Hit-and-run could overshadow president's visit
Despite Mr. Obama's popularity in Japan, however, a fatal hit-and-run incident involving a US soldier in Okinawa island on Saturday has reminded residents there of the costs of hosting US military bases.
More than 20,000 Okinawa residents gathered on Sunday to oppose a longtime plan to relocate the main base, US Marines Air Station Futenma. Since Tokyo and Washington agreed in 1996 to close the base and replace it with a new facility in a more sparsely populated part of the island's north, no action has been taken due to vehement opposition from residents and environmental groups.
Adding to the complications, the new government is reviewing a 2006 bilateral agreement to realign US troops, by moving thousands of Marines to Guam as well as relocating Futenma.
During his visit to Japan last month, however, Secretary of Defense Robert Gates told Tokyo bluntly to implement the realignment plans immediately.

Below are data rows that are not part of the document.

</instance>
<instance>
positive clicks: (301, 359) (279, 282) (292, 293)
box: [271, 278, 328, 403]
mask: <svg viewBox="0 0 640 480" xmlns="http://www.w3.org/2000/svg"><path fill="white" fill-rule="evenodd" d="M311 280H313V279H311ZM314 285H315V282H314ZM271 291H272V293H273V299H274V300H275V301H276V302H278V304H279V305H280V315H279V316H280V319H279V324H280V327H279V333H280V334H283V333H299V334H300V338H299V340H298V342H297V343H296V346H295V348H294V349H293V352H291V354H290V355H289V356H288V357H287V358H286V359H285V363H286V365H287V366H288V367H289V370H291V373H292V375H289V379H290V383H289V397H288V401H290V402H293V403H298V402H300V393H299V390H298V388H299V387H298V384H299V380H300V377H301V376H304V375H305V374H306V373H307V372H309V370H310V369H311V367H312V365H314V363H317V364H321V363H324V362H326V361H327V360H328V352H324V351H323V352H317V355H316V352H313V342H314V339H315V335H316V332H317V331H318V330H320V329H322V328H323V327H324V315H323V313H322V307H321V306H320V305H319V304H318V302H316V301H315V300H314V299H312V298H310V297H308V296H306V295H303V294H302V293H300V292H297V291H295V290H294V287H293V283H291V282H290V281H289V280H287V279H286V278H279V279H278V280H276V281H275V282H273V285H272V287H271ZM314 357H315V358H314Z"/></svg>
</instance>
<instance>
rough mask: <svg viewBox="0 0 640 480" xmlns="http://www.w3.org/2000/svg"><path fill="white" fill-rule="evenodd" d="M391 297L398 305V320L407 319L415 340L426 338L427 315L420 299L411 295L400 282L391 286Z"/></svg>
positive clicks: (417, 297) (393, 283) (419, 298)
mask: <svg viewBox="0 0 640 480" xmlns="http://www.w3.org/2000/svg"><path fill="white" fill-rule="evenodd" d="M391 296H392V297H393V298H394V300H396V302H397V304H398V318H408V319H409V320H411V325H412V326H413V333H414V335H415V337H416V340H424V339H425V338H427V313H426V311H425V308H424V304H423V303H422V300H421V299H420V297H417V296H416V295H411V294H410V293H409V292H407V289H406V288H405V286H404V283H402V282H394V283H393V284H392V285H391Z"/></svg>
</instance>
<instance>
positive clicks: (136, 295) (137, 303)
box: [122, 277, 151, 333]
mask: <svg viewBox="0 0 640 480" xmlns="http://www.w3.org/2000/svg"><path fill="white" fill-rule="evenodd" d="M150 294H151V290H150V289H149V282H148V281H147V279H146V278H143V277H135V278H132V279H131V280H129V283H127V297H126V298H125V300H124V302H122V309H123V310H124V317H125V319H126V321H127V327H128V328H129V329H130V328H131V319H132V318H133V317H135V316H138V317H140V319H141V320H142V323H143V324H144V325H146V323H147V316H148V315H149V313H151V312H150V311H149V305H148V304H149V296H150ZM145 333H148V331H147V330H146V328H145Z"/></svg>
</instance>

"The Futenma relocation facility is the linchpin of the realignment road map. Without the Futenma realignment, the Futenma facility, there will be no relocation to Guam. And without relocation to Guam, there will be no consolidation of forces and the return of land in Okinawa," said Mr. Gates. "This may not be the perfect alternative for anyone, but it is the best alternative for everyone, and it is time to move on."
His comments disappointed many Japanese, especially those in Okinawa and Iwakuni, which host US troops.
"The US and Japan agreed to the realignment plan without explaining it to residents [who live near US military facilities]," says Katsusuke Ihara, former mayor of Iwakuni. "The two countries had kept their ostensibly good relations, but they should establish a mature relationship now."
Residents in Iwakuni and Okinawa "won't accept the current plans. Once again, they would be carried out in the face of strong opposition. And, once again, that could really harm the bilateral ties," he says.
Despite the hostility the bases have provoked, however, many residents still have hope in the president, who addressed the issue Friday. "Let me first of all insist that the United States and Japan are equal partners.... [That] will be reflected in the resolution of the base realignment [Marine base].... Our goal remains the same, and that's to provide for the defense of Japan with minimal intrusion on the lives of the people who share the space."
Obama also invited some mayors and the governor of Okinawa and Obama City Mayor Koji Matsuzaki to his speech in Tokyo on Saturday.
Says Setsuko Nakamura, an antibase activist on Okinawa: "Obama-san shows an attitude of generosity and also exerts enormous confidence. That's what a leader needs.
"Okinawans still believe Obama-san will listen to us."